Wednesday, June 6, 2012

The Future of Children: Children With Disabilities

We don't agree on what constitutes a disability, services are fragmented, and children in poverty might be missing out. The latest issue of The Future of Children, from Princeton and the Brookings Institution, is on children with disabilities. You can read the whole issue here. In their introduction, Janet M. Currie and Robert Kahn list five themes across the articles:The Future of Children, Princeton - Brookings: Providing research and analysis to promote effective policies and programs for children.
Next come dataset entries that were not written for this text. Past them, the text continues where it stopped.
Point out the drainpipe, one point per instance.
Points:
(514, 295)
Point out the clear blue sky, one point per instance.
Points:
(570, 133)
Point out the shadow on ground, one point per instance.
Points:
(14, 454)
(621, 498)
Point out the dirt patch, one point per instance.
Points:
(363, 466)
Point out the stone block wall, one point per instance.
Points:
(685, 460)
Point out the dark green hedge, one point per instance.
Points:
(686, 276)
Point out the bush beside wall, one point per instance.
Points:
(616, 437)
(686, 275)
  1. "It is remarkably difficulty to point to a consensus definition of disability." The one Halfon, Lrson, Newacheck, and Houtrow end up with is "an environmentally contextualized health-related limitation in a child's existing or emergent capacity to perform developmentally appropriate activities and participate, as desired, in society." Followers of this blog and the associated research and theory will notice (a) an emphasis on the role of the environment, which of course includes the humans in the child's ecology; (b) the notion that disability occurs when there is a limitation, not just a diagnosis (although I think "health-related" is a nod to the diagnosis); (c) the concept of goodness of fit between the demands of an activity and the abilities and interests of the child; and (d) the attention to participation, which is consistent with the ICF-CY and is closely related to engagement.
  2. "The huge increase in recent years in the number of children who are considered to have a disability." And autism isn't even mentioned in this introductory article. "Researchers' efforts to track trends in disability and understand the meaning of the recent increase in numbers have been seriously complicated by changes over time in definitions of disability, in screening for disability, in services for disability, and in the extent to which particular conditions are considered to be actually disabling."
  3. "The growing role of mental health issues in childhood disability." "Mental health disorders in childhood generally have larger impacts than childhood physical health problems in terms of adult health, years of schooling, participation in the labor force, marital status, and family income." In early intervention, many of us old-timers have perceived an increase in problems of self-regulation, attention, and engagement that become manifested as challenging behaviors. 
  4. "Children live in families." Ever heard this before? The factors considered in this journal issue are (a) "Childhood disability poses major costs for families," (b) "the way that children are able to function within their families should be considered...,"  and (c) families often serve "as the only effective coordinators of care." We know about the loss of service coordination at age 3 and the challenges even before age 3. Much of the Future of Children emphasis is on economics, including public or private insurance, so the cost to families is discussed in some detail. In early intervention, we should think about " medical costs, indirect costs to families in terms of lost work time (especially for mothers), and costs in terms of losses to the child's future productivity. (They do not take into account the costs paid by private insurance or the cost of decreased well-being of families.)" From the health perspective that these articles are written, they tend to call service coordination "advocacy."
  5. "The fragmentation of disability services." "A  disproportionate share of services for the disabled is still targeted at physical disabilities. Likewise, systems set up to deal with medical problems such as clinics for children with disabilities, or public insurance programs, are not coordinated with services at schools." Or with services in the community, such as homes or child care. The transition challenges we're familiar with show up in discussion of fragmentation even within the educational system: " For example, children receiving services for disabilities funded by special education before entering formal schooling are not automatically connected to special education services once in school." How services are paid for adds to the fragmentation, with children going in and out of insurance coverage. We know that in early intervention the fee-for-service approach to the therapies, using vendor therapists, has led to all sorts of problems with locations of services, how therapists think they have to work to get reimbursed, and the fact that multiple providers or agencies can be on one family's IFSP and rarely talk to each other.
The issue covers children of all ages, but it's helpful to have these economists and other experts, not necessarily from our own fields of early intervention or even special education, looking at the state of children with disabilities in America. They have suggestions for policy change. I am particularly interested in figuring out what individual early interventionists, program managers, and state administrators can do to inch us towards common sense and away from further problems. If you have ideas, please comment.